The relationship between food, water, and energy resources are shaping our world and its future, and managing the “nexus” of the interdependencies among these goods is arguably one of the most critical challenges facing policymakers in the transatlantic area. A draft report discussed at an Atlantic Council event today argues that Africa plays an especially important role: the consequences of failure to address the challenges are catastrophic, but the potential upside of doing so successfully is also enormous.
A high-level group of policymakers, scholars, business and civil society representatives, and other key stakeholders convened for the day-long event on “Addressing the Food, Water, and Energy Nexus,” organized by the Council’s Africa Center, Energy and Environment Program, and Brent Scowcroft Center on International Security.
The day opened with welcome remarks by Council President and CEO Frederick Kempe and Africa Center Director J. Peter Pham.
A draft document, prepared by Peter Engelke, senior fellow in the Strategic Foresight Initiative, and Mihaela Carstei, acting director of the Energy and Environment Program, constituted a framework for the discussions throughout the day, which began with an introduction to global trends in food, water, and energy by Carstei and Howard Passell, ecologist in the Earth Systems Analysis for Sustainability Program at the Sandia National Laboratories.
A first panel, moderated by Engelke, then discussed core nexus principles and included contributions from Morgan Bazilian, deputy executive director of the Joint Institute for Strategic Energy Analysis at the National Renewable Energy Laboratory, and Marina Moses, director of the Science and Technology for Sustainability Program at the National Academies.
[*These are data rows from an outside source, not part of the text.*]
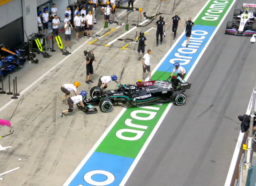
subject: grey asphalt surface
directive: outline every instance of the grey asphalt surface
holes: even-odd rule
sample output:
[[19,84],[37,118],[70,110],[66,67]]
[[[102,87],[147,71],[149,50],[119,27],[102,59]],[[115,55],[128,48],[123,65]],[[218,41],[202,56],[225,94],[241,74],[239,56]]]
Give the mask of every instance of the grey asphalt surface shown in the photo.
[[224,34],[236,1],[188,81],[187,103],[173,106],[126,186],[223,186],[256,71],[250,37]]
This was followed by a second panel on transatlantic perspectives, moderated by Barry Pavel, Council vice president and director of the Scowcroft Center, and featuring interventions by Sherri Goodman, Council board director and vice president and general counsel of CNA, and AaronSalzberg, special coordinator for water resources at the US State Department. A final panel, moderated by Pham, focused on the case of Africa and included presentations by Robert Thompson, visiting scholar at the Johns Hopkins School of Advanced International Studies; Lawrence Jones, co-founder of the Center for Sustainable Development in Africa and vice president of Alstom Grid Inc.; and Jeremy Foster, energy advisor in the Bureau for Economic Growth, Education, and Environment of the US Agency for International Development.
The conference and the Council’s initiative on the food, water, and energy nexus were made possible by generous support from the OCP Group S.A.